As described above, in this embodiment, the temperature detection signal output from the MV / I conversion circuit 3 for control is taken in, and the value of this temperature detection signal and its change rate are set in advance. It is checked whether or not the value is equal to or more than the existing value, and when these conditions are not satisfied, it is determined that the value of the temperature detection signal is a correct value and obtained based on the output of the thermocouple 1 for control. When the temperature detection signal is selected and the above conditions are satisfied, it is determined that the thermocouple 1 for control is open and the temperature detection signal obtained based on the output of the thermocouple 2 for monitoring is selected. In addition, the value of the position-type fuel / air set value signal output from the fuel / air regulator 8 does not change for a certain period after the switching.

As a result, the control thermocouple 1 is opened as shown in FIG. 2, and the value of the temperature detection signal output from the control MV / I conversion circuit 3 and the rate of change thereof are respectively set. When the temperature exceeds a preset value, that is, before the value of the temperature detection signal output from the MV / I conversion circuit 3 for control becomes 6 VDC, the abnormality of the thermocouple 1 designated for control is detected. The value of the position type fuel / air set value signal output from the fuel / air regulator 8 does not change while the thermocouple 2 for detection is started to be used and the thermocouples 1 and 2 are switched. You can

As a result, when the thermocouple 1 designated for control has a failure, it can be detected early to minimize the fluctuation of the furnace temperature and thereby prevent the plant from being adversely affected. it can.

[0044]

[Effect of device]

 As described above, according to the present invention, when the temperature sensor designated for control fails, it is detected early to minimize the fluctuation of the furnace temperature, thereby not adversely affecting the plant.

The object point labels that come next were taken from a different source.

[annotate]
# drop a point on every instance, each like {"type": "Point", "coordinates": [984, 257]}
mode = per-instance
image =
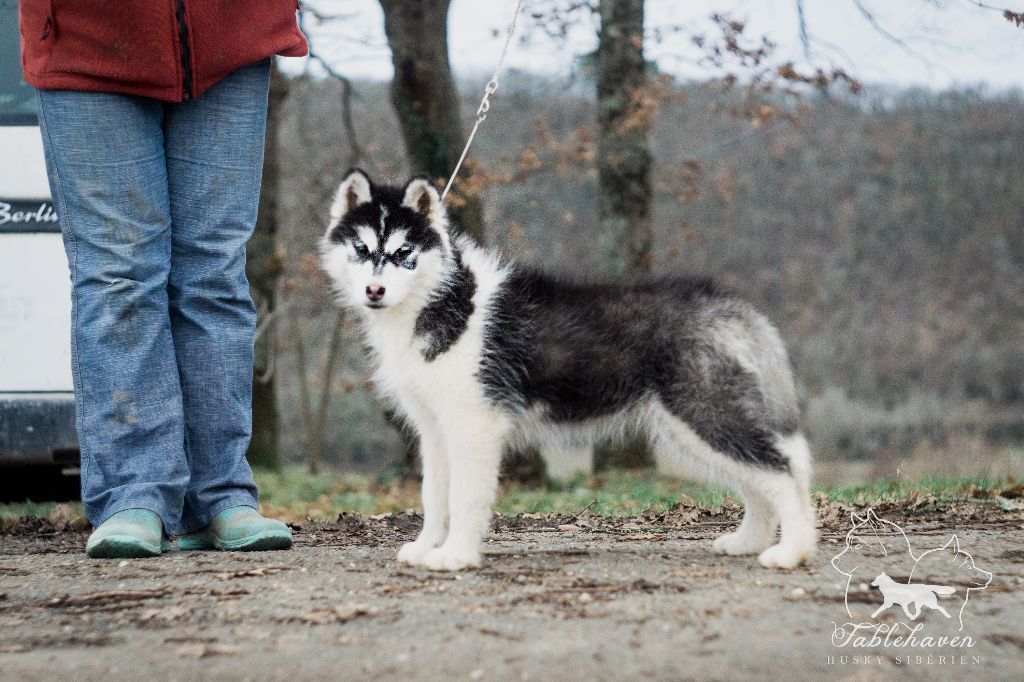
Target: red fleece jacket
{"type": "Point", "coordinates": [165, 49]}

You can

[Brief description of drawings]

FIG. 1 is a block diagram showing an embodiment of a furnace temperature control system according to the present invention.

FIG. 2 is a waveform diagram showing an operation example of the furnace temperature control system shown in FIG.

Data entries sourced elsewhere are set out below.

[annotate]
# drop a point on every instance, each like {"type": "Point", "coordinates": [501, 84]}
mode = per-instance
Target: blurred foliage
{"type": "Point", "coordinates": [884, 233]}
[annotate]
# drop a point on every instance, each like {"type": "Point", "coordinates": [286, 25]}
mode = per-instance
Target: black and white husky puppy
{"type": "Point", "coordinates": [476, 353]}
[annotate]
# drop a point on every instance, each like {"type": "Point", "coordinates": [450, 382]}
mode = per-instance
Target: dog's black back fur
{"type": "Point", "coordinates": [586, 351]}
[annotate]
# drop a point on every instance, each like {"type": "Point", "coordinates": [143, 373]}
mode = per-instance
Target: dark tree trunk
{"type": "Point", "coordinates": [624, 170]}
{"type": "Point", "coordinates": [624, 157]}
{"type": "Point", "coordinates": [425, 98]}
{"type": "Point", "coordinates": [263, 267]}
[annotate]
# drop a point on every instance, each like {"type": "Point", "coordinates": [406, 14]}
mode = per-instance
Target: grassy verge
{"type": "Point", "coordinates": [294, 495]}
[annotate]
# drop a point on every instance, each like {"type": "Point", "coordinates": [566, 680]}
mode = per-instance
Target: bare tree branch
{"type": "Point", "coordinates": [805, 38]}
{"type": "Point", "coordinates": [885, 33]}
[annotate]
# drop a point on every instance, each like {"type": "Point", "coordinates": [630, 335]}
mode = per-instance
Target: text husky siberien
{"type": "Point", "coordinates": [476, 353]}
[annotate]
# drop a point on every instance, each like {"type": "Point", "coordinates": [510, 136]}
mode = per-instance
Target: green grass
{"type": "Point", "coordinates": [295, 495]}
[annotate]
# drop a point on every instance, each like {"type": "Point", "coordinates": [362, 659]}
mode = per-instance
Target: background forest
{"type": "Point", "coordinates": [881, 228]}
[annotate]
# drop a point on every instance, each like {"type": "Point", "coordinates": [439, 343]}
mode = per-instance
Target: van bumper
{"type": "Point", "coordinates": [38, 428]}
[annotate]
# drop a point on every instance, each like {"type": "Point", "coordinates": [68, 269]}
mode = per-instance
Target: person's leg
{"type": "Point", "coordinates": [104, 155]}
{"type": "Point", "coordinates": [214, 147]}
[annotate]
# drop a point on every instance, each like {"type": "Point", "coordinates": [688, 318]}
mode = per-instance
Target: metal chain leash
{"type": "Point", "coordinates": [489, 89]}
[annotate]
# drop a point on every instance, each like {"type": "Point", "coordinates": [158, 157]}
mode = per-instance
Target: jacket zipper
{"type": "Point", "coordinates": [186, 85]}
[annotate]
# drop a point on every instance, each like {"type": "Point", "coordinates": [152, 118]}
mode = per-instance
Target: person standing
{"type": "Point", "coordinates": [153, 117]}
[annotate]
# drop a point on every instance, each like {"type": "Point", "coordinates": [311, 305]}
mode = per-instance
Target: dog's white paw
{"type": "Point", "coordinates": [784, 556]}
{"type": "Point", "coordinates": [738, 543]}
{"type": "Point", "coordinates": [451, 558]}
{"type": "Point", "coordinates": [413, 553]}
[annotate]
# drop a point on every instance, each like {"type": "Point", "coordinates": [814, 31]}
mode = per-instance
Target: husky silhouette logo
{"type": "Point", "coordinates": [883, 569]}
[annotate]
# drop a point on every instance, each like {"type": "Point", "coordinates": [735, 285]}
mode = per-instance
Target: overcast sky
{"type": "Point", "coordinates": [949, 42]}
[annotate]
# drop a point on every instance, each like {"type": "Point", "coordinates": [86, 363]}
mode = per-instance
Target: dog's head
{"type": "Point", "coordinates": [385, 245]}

FIG. 3 is a block diagram showing an example of a conventionally known furnace temperature control system.

4 is a waveform diagram showing an operation example of the furnace temperature control system shown in FIG.

[Explanation of symbols]

 1 Thermocouple for control 2 Thermocouple for monitoring 3 MV / I conversion circuit for control 4 MV / I conversion circuit for monitoring 5 Controller 6 Failure detection circuit 7 Changeover switch 8 Fuel / air regulator (temperature adjustment part) 9 Fuel regulator 10 Multiplier 11 Air regulator

Claims (1)

[Scope of utility model registration request] 1. A furnace is provided with a controlling thermocouple and a monitoring thermocouple, and the temperature of the furnace is controlled based on the detection result of the controlling thermocouple, while the controlling thermocouple becomes abnormal. When
In the furnace temperature control system for controlling the temperature of the furnace based on the detection result of the thermocouple for monitoring, the value of the temperature detection signal of the thermocouple for control and its change rate are respectively preset values In the case above, a failure detection circuit that starts the use of the monitoring thermocouple instead of the control thermocouple, and a monitoring circuit when the thermocouples are switched by this failure detection circuit A temperature adjusting unit that controls the temperature of the furnace by maintaining the value of the temperature control signal until the temperature control signal based on the temperature detection signal of the thermocouple is stabilized, Internal temperature control system.